Maybe we were just very lucky every time we selected our hotels, but the four places where we stayed were every time more or less perfect. Breakfast was always good, the staff was always well-qualified and spoke English fluently, there was always a possibility to use the internet (although it was sometimes frustratingly slow), electricity was at 220 volt, and you can drink the water from the tap without fear for what is euphemistically called “the curse of the pharaoh” in Egypt and “Saladin’s Revenge” in Syria.
In Beirut, we slept at the Lavender Home****: a friendly place close to the Rue Hamra and the Rue Jeanne d’Arc, which are – to use two ancient words – the cardo and decumanus of the western part of the city. There were many restaurants in the neighborhood (I can recommend Laziz), and if you walk down the Rue Jeanne d’Arc, you are at the American University, with a fine archaeological museum.
In Byblus, we stayed at the Monoberge Hotel*** – we think the name is a pun on Mon Auberge – which offers good rooms and is at walking distance from the city center.

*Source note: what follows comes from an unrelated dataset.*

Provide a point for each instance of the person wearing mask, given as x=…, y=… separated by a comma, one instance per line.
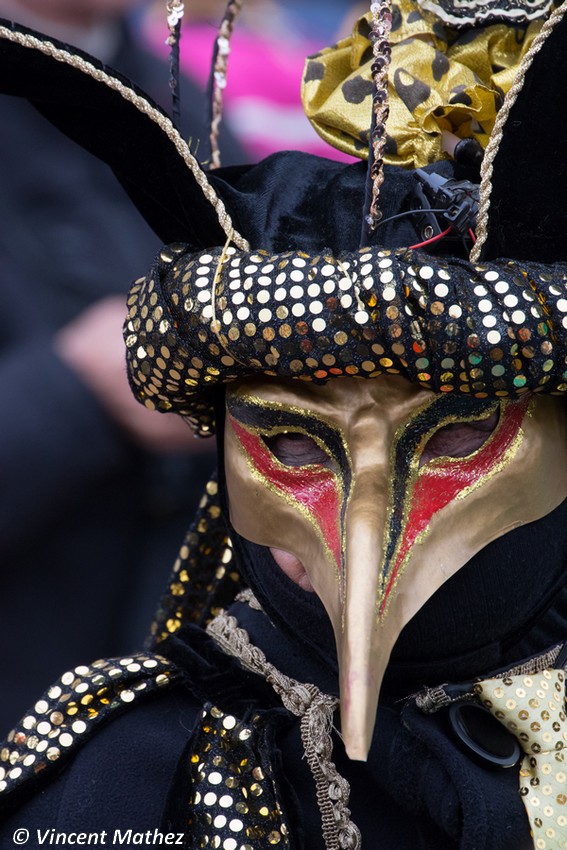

Situated along the coastal highway, modestly prized, and recently built, it would be called a motel in Europe.

Although the Lebanese speak their languages well, this shop for woman's fashion has a rather unfelicitous name
Our hotel in Tyre was called Rest House****, which is very easy to find because there are many signposts, and you will immediately recognize the Unifil cars on its parking place. It is situated halfway between the Al-Bass and the Al-Mina excavations, and has a large private beach.
The nicest place was the Park Hotel***** in Chtaura. I must confess that the town itself is not very inspiring, but the hotel, close to the main road into the Bekaa Valley, is quiet and has some chique rooms. There was some kind of celebration when we were there, and it was easy to understand why the people had selected this place. Two friendly staff members offered us much advise about planning both the present trip and the next one. Because we were extremely tired on the day of our arrival, we had dinner at the nearby McDonald’s.
Which is a shame, because it is well-known that Lebanon offers one of the world’s best cuisines. Besides, they produce some fine wines in the area of Chtaura and Zahle. It is usually possible to smoke a good water pipe, the local beer (Almaza) is fine, and the Lebanese know how to make a good coffee. This country is a gourmet’s paradise.